Authorities were quickly dispatched to the crime scene and arrested eight suspects, including one of the monastery's security guards, all of whom were residents of the Askar refugee camp. Each of the suspects' alibis was confirmed after interrogation, and all were released without any charges. Philoumenos' killing became a media sensation not only in Israel, but across the globe, with many rejecting the police's conclusion that the attack was criminal in nature and was instead the work of Zionists. Publications associated with the Greek Orthodox Church claimed that a week before the murder, a group of Zionists had gone to the monastery and claimed that it was a holy Jewish site, demanding that all the icons and crosses be removed at once. Supposedly, Father Philoumenos rebuked their claims and refused to comply, with the group threatening him before leaving. According to this version of events, that same group later returned and broke inside the monastery, pinning down and torturing the monk in an attempt to have him renounce his religion. It was claimed that they supposedly pricked his eyes, chopped off the fingers on his right hand and eventually killed him, before defacing the church with writing inscriptions and Zionist symbols and finally leaving.

==Trial and aftermath==

On 17 November 1982, Raby attempted to climb the walls of the Bir Ya'qub monastery again but was caught in the act by a monk, who immediately called the police. After being arrested, he was brought to the police station where, after a brief interrogation, he confessed to murdering a priest in 1979 and to attempting to murder a nun in April 1982. In that case, he came across Arad Sirota and a group of pilgrims, and threw a hand grenade at them – fortunately, none were killed. Raby claimed that after this attack, he climbed up Mount Gerizim, where he recited the Torah for two consecutive days. Initially, police were sceptical of his claims, but Raby provided intricate details that eventually linked him to Philoumenos' killing. As the interrogations went on, he admitted to the murders of Kogan and the Badras as well, claiming he had been following divine commands given to him by God, who had instructed him to rid the world of all evil.

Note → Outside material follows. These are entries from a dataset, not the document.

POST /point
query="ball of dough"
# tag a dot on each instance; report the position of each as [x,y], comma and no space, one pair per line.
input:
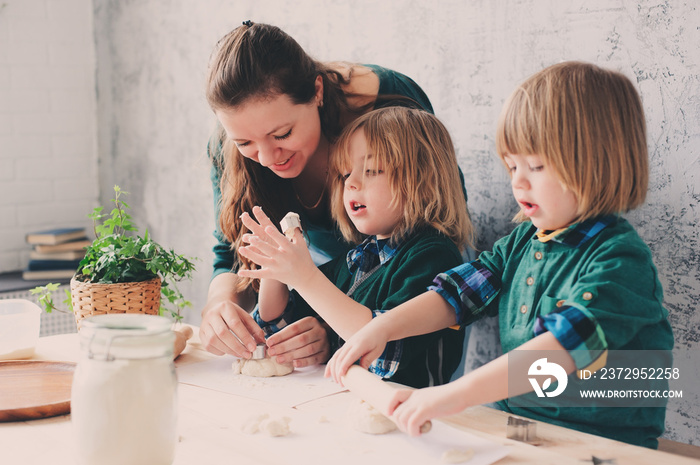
[365,418]
[275,427]
[262,368]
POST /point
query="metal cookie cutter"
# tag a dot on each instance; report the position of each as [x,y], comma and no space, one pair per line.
[260,352]
[290,222]
[521,430]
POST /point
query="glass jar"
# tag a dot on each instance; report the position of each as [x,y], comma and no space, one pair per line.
[124,394]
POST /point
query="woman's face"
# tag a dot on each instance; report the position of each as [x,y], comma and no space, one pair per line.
[275,132]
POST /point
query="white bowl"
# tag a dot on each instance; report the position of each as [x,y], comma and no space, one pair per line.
[19,328]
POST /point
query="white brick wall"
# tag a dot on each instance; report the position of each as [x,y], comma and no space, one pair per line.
[48,147]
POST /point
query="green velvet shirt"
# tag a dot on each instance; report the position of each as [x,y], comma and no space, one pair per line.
[419,361]
[594,286]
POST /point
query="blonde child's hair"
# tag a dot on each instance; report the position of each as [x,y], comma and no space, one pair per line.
[415,151]
[587,124]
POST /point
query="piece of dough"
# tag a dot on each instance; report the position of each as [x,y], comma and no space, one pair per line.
[261,368]
[275,427]
[457,455]
[365,418]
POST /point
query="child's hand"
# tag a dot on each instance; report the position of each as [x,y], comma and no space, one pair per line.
[366,345]
[281,259]
[411,408]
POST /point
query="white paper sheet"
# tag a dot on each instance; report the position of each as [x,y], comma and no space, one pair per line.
[322,435]
[302,385]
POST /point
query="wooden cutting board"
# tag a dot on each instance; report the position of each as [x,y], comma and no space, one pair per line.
[31,389]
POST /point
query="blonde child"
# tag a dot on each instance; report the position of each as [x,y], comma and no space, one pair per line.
[573,278]
[396,191]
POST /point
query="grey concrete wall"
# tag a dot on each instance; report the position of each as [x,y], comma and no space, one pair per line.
[468,56]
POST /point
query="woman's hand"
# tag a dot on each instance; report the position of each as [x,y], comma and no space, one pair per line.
[411,408]
[304,343]
[366,345]
[227,328]
[281,259]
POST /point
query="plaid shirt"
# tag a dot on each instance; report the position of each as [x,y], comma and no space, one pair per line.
[471,287]
[362,261]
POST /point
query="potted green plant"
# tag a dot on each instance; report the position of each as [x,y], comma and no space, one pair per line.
[123,272]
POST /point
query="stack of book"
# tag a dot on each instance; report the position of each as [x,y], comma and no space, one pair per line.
[56,253]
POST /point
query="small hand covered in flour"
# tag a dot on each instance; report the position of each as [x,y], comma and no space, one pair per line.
[280,258]
[366,345]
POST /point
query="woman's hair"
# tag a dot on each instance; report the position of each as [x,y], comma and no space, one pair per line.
[257,62]
[415,151]
[587,124]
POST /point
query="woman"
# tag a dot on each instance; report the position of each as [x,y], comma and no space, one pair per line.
[280,113]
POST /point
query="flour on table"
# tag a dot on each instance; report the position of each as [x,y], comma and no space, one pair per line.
[275,427]
[262,368]
[365,418]
[457,455]
[263,423]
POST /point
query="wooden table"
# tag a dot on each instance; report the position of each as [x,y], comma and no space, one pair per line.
[205,422]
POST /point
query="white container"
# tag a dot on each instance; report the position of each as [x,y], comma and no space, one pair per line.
[19,328]
[124,395]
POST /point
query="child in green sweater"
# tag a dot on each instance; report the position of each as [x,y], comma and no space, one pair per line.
[396,191]
[573,279]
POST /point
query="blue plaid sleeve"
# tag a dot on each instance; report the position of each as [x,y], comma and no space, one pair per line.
[579,333]
[387,363]
[468,288]
[271,327]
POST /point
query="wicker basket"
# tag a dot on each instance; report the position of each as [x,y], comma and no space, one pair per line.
[98,299]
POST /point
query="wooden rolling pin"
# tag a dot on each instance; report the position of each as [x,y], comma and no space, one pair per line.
[181,337]
[370,388]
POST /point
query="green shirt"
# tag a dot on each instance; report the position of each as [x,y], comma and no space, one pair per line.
[424,360]
[599,275]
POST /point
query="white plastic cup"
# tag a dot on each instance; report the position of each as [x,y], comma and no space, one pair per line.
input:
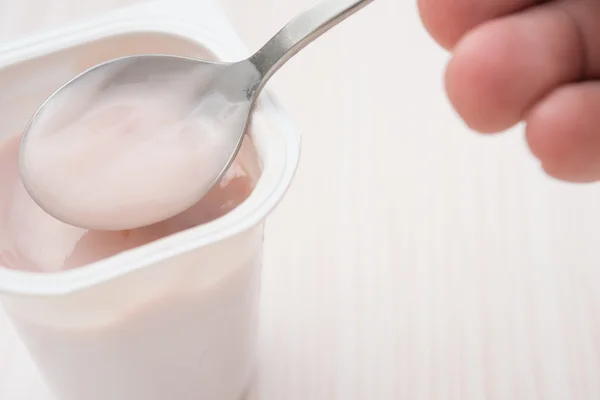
[173,320]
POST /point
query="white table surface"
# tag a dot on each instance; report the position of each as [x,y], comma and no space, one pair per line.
[412,259]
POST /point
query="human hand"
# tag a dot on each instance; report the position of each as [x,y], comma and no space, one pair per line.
[527,60]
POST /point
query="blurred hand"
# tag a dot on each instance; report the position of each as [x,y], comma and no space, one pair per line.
[527,60]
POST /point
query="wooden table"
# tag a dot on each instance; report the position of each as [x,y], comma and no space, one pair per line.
[411,260]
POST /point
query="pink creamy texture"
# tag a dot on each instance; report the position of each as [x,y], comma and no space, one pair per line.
[127,158]
[30,239]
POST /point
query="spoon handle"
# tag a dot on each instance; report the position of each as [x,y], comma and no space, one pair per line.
[300,32]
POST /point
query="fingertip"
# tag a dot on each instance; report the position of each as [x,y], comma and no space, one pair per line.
[562,133]
[477,78]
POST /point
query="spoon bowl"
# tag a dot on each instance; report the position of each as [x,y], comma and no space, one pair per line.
[216,97]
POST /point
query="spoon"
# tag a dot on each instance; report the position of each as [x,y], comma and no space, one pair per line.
[221,95]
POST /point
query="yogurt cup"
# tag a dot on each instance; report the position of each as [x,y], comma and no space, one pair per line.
[175,319]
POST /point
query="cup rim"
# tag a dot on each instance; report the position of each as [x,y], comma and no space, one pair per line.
[281,145]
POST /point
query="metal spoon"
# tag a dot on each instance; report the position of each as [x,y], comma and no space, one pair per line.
[224,94]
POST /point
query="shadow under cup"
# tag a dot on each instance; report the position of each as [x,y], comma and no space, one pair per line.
[174,319]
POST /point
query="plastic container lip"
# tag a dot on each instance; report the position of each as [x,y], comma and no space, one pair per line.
[282,150]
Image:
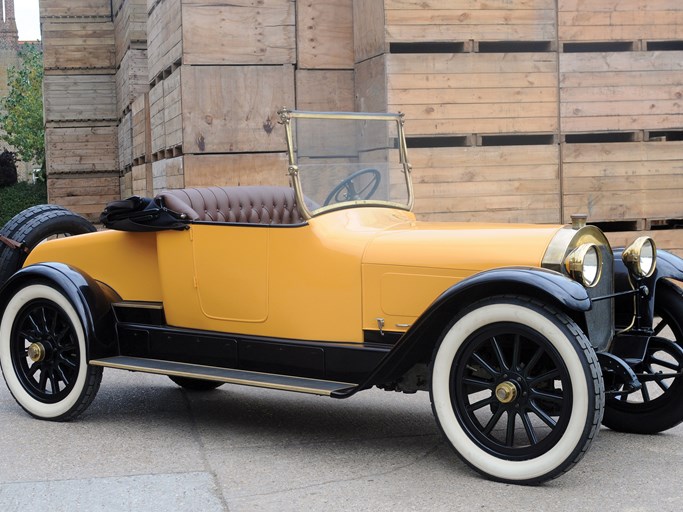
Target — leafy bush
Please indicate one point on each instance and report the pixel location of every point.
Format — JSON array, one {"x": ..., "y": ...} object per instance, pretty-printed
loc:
[
  {"x": 8, "y": 168},
  {"x": 18, "y": 197}
]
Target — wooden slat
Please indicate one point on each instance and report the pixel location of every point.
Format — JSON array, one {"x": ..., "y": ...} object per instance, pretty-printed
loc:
[
  {"x": 130, "y": 26},
  {"x": 326, "y": 90},
  {"x": 164, "y": 37},
  {"x": 452, "y": 105},
  {"x": 71, "y": 8},
  {"x": 623, "y": 181},
  {"x": 502, "y": 184},
  {"x": 238, "y": 169},
  {"x": 78, "y": 44},
  {"x": 230, "y": 109},
  {"x": 79, "y": 97},
  {"x": 83, "y": 149},
  {"x": 131, "y": 79},
  {"x": 242, "y": 32},
  {"x": 636, "y": 91},
  {"x": 125, "y": 141},
  {"x": 325, "y": 34}
]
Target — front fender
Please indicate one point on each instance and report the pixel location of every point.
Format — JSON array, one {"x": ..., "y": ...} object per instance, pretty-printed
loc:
[
  {"x": 418, "y": 343},
  {"x": 91, "y": 301}
]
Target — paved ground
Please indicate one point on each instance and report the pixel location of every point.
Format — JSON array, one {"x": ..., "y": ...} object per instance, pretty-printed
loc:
[{"x": 145, "y": 444}]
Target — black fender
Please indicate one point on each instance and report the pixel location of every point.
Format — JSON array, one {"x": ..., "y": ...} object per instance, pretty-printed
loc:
[
  {"x": 418, "y": 343},
  {"x": 91, "y": 300},
  {"x": 669, "y": 266}
]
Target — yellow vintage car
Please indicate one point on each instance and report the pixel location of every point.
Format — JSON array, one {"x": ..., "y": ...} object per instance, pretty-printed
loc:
[{"x": 527, "y": 337}]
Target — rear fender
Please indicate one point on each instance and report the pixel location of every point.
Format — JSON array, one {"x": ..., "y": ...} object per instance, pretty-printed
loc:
[
  {"x": 418, "y": 343},
  {"x": 91, "y": 300}
]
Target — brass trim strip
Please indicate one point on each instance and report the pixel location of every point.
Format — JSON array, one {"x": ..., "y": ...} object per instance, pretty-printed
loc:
[{"x": 262, "y": 380}]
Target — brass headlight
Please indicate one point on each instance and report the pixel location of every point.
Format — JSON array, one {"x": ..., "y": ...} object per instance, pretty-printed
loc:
[
  {"x": 584, "y": 264},
  {"x": 641, "y": 257}
]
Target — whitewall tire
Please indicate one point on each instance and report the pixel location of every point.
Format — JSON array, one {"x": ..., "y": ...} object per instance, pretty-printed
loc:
[
  {"x": 517, "y": 390},
  {"x": 43, "y": 354}
]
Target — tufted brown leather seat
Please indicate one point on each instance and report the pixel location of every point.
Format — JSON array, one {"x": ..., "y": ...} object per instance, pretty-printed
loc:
[{"x": 252, "y": 205}]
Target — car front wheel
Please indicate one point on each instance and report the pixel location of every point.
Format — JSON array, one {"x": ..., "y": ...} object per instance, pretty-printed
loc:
[
  {"x": 43, "y": 354},
  {"x": 517, "y": 390}
]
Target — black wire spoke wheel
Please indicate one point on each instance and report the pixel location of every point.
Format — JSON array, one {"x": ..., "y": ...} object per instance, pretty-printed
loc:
[
  {"x": 516, "y": 389},
  {"x": 512, "y": 393},
  {"x": 361, "y": 185},
  {"x": 658, "y": 405},
  {"x": 45, "y": 352}
]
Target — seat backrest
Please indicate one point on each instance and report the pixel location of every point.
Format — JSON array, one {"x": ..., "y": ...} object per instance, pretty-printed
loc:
[{"x": 252, "y": 205}]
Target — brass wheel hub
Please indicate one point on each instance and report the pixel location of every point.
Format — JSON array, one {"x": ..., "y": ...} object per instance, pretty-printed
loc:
[
  {"x": 36, "y": 352},
  {"x": 506, "y": 392}
]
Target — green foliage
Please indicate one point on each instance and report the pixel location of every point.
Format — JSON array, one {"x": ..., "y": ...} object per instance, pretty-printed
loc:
[
  {"x": 8, "y": 168},
  {"x": 18, "y": 197},
  {"x": 22, "y": 109}
]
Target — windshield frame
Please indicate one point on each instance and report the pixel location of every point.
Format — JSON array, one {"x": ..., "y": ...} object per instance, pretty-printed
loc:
[{"x": 286, "y": 117}]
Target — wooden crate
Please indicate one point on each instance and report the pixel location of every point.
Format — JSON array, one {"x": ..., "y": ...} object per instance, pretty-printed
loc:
[
  {"x": 617, "y": 20},
  {"x": 464, "y": 93},
  {"x": 79, "y": 98},
  {"x": 81, "y": 149},
  {"x": 85, "y": 194},
  {"x": 234, "y": 170},
  {"x": 379, "y": 23},
  {"x": 131, "y": 79},
  {"x": 125, "y": 141},
  {"x": 78, "y": 44},
  {"x": 321, "y": 89},
  {"x": 130, "y": 27},
  {"x": 142, "y": 180},
  {"x": 325, "y": 34},
  {"x": 141, "y": 128},
  {"x": 623, "y": 181},
  {"x": 241, "y": 32},
  {"x": 167, "y": 174},
  {"x": 71, "y": 8},
  {"x": 487, "y": 184},
  {"x": 233, "y": 109},
  {"x": 621, "y": 91}
]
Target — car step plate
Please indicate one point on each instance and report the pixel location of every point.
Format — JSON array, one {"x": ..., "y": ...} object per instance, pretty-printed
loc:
[{"x": 247, "y": 378}]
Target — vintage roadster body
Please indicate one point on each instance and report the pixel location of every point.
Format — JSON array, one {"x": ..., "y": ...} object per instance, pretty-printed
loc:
[{"x": 526, "y": 337}]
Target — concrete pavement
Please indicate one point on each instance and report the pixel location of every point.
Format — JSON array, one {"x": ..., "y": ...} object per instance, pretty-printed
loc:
[{"x": 145, "y": 444}]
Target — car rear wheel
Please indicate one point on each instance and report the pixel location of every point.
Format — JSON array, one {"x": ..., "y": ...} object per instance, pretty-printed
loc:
[
  {"x": 658, "y": 405},
  {"x": 33, "y": 226},
  {"x": 43, "y": 354},
  {"x": 195, "y": 384},
  {"x": 517, "y": 390}
]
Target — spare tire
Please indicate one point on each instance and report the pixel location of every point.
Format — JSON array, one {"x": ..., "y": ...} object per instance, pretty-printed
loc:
[{"x": 33, "y": 226}]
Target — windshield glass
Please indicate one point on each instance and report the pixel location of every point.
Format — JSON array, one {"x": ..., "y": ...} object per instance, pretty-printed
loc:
[{"x": 348, "y": 160}]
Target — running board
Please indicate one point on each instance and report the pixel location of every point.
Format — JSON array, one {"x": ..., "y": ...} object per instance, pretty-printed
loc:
[{"x": 246, "y": 378}]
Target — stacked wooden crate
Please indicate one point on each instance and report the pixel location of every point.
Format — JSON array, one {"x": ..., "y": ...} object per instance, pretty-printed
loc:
[
  {"x": 620, "y": 100},
  {"x": 130, "y": 29},
  {"x": 478, "y": 84},
  {"x": 80, "y": 104},
  {"x": 218, "y": 74}
]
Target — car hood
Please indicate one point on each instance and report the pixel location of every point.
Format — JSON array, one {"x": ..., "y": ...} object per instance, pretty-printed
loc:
[{"x": 464, "y": 246}]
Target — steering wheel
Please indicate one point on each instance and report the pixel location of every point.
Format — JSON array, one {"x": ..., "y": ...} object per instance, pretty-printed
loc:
[{"x": 346, "y": 190}]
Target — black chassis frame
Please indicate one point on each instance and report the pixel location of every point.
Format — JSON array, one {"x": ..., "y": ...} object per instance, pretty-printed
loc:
[{"x": 382, "y": 360}]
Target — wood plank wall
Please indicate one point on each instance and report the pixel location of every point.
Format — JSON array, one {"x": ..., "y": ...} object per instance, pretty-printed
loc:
[
  {"x": 80, "y": 104},
  {"x": 523, "y": 111}
]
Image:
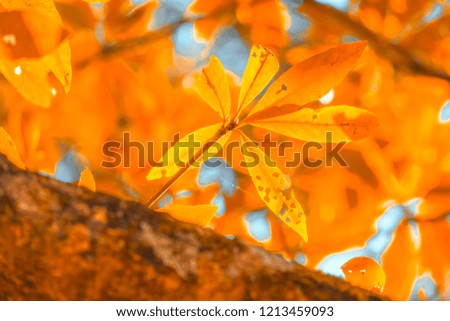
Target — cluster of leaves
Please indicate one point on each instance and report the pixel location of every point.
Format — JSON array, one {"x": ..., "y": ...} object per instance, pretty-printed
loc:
[{"x": 75, "y": 75}]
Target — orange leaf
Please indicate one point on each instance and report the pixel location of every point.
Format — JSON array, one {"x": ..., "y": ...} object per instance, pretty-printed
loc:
[
  {"x": 212, "y": 85},
  {"x": 183, "y": 151},
  {"x": 344, "y": 122},
  {"x": 262, "y": 65},
  {"x": 198, "y": 214},
  {"x": 310, "y": 79},
  {"x": 58, "y": 62},
  {"x": 365, "y": 272},
  {"x": 274, "y": 187},
  {"x": 87, "y": 180},
  {"x": 8, "y": 148},
  {"x": 29, "y": 34},
  {"x": 400, "y": 264}
]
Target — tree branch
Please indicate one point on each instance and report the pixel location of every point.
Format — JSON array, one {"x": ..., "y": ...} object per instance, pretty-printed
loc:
[
  {"x": 400, "y": 57},
  {"x": 63, "y": 242}
]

The arrest came as a shock to Raby's family and neighbours, all of whom considered him friendly and harmless, even if he was known to be an "eccentric." Fearing the possibility of the trial being downgraded to a media circus due to the fact the murder of Philoumenos was committed beyond the Green Line, a gag order was issued on the case. Raby was initially charged solely in Philoumenos' murder, with charges for the remaining killings left pending for possible future trials, with the first case set to take place at the court in Nazareth. However, this never took place, as a psychiatric examination conducted on Raby concluded that he was unfit to stand trial due to his unstable mental health, and because of this, the presiding judge ordered that he be confined to a mental institution. As Israeli law mandates confidentiality of a mental patient's status, nothing further is known of Raby's fate, and if he is still alive, he presumably remains in psychiatric care.